Giant hogweed plant burns unsuspecting teen landscaper

Alex Childress

Alex Childress

The Virginia Department of Agriculture and Consumer Services said last month the unsafe hogweed plant was spotted at a private home, and researchers have said the plant is not spreading across the commonwealth widely, according to WWBT.

If you have to get involved yourself, the Royal Horticultural Society (RHS) advises that you wear gloves, cover your arms and legs, and ideally wear a face mask when working on or near it.

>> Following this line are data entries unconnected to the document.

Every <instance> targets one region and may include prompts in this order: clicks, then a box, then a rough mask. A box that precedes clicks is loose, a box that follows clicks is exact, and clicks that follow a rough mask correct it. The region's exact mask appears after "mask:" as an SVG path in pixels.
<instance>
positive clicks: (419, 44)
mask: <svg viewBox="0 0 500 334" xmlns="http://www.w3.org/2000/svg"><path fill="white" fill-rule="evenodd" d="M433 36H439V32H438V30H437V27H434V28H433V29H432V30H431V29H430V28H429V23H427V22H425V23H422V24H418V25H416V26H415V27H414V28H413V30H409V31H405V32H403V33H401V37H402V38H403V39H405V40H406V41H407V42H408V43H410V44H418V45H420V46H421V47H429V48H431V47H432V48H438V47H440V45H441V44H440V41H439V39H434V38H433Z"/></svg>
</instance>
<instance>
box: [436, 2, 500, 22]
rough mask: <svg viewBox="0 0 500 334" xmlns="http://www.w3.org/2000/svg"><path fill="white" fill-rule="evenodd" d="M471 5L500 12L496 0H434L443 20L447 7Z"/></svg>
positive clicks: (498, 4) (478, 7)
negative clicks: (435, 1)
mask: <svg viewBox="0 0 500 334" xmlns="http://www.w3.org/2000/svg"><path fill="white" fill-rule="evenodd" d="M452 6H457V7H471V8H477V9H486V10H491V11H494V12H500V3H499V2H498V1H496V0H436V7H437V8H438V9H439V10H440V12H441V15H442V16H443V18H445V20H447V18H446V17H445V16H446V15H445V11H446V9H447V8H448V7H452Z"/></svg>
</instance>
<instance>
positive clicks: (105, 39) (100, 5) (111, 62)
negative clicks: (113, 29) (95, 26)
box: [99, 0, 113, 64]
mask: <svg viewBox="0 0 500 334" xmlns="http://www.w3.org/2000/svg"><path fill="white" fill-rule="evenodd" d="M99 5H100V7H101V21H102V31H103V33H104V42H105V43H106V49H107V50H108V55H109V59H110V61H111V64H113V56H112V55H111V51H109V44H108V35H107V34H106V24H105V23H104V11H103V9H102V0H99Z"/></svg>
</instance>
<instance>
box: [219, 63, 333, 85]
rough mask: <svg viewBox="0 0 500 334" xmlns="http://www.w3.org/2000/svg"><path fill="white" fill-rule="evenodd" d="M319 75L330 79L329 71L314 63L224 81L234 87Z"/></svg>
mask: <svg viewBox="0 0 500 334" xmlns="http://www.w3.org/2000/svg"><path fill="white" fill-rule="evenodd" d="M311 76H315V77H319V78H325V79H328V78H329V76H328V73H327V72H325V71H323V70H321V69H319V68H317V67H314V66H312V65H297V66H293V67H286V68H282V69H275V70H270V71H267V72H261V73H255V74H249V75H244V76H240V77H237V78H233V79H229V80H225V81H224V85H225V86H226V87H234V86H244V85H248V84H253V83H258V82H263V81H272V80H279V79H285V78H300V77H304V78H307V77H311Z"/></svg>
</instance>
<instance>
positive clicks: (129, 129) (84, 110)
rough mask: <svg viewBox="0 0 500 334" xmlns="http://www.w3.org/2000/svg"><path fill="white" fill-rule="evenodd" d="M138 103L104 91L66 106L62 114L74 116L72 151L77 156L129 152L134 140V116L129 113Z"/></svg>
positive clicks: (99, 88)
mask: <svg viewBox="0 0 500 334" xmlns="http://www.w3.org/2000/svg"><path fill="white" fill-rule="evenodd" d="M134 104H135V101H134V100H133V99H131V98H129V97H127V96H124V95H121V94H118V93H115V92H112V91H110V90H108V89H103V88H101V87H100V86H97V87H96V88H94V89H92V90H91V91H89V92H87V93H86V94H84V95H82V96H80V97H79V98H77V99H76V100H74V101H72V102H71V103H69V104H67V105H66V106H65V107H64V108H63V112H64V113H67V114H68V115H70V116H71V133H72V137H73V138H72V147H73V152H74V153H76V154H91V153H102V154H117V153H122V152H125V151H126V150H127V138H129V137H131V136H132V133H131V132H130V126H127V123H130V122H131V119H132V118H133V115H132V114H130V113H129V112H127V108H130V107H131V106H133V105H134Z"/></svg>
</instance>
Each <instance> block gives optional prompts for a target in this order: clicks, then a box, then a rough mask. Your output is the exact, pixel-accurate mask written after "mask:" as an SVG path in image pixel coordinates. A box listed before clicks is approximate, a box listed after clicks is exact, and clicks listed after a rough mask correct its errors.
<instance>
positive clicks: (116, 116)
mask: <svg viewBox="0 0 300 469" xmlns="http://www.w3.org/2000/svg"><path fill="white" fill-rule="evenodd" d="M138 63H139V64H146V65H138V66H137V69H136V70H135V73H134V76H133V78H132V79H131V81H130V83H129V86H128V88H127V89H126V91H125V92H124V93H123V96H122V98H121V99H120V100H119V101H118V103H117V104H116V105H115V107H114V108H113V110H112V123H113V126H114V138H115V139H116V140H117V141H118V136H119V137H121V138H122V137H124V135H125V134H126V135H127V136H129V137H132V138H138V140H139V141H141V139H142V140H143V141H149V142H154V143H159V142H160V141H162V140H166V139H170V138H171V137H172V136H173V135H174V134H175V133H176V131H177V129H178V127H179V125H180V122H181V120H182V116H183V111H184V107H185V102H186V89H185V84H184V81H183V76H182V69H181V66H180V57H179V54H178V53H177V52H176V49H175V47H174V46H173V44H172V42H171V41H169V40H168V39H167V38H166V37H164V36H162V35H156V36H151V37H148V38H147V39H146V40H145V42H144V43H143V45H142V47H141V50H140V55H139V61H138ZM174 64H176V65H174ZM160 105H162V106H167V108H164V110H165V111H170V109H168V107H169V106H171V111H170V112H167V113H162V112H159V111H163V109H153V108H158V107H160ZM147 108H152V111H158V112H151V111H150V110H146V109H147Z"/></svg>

A Spotsylvania teen is recovering at VCU Medical Center's Evans-Haynes Burn Center after coming into contact with Giant Hogweed. He kept working because he did not realize what it was, he said. It turned out to be a giant hogweed whose sap can cause burns, blisters and blindness. "I didn't pay any mind to it because I do it all the time".

"It's a traumatic experience, but Alex is a tough kid", his father said. "My mom said I had third-degree burns on my face and arms".

Childress was taken to Spotsylvania Regional Medical Center, but was then transported to the burn center at VCU in order to get proper treatment for his burns.

The plant looks like a flower with a white bloom on top, but it's the clear watery sap containing photosynthesizing agents that makes it so unsafe. But he says most reports have been unfounded. "I'm feeling better", he told WWBT. "Standing in the shower and having the water run over an open wound kind of hurts".

Corey Childs, an extension agent in the northern Shenandoah Valley housed in Warren County, visited the Clarke County site Monday to collect Giant Hogweed samples for the Massey Herbarium at Virginia Tech. Childress was discharged from the hospital on Thursday. "I'm hoping that scholarship will still be available for me". The invasive plant, which was first spotted in the U.S.in 1917, produces toxic sap that can cause severe irritation when skin is exposed to sunlight.

According to the Virginia Department of Conservation and Recreation, giant hogweed stands often 6 feet to 9 feet, though it can grow to 15 feet.

Alex Childress, 17, encountered the giant hogweed while on a landscaping job and is being treated in hospital.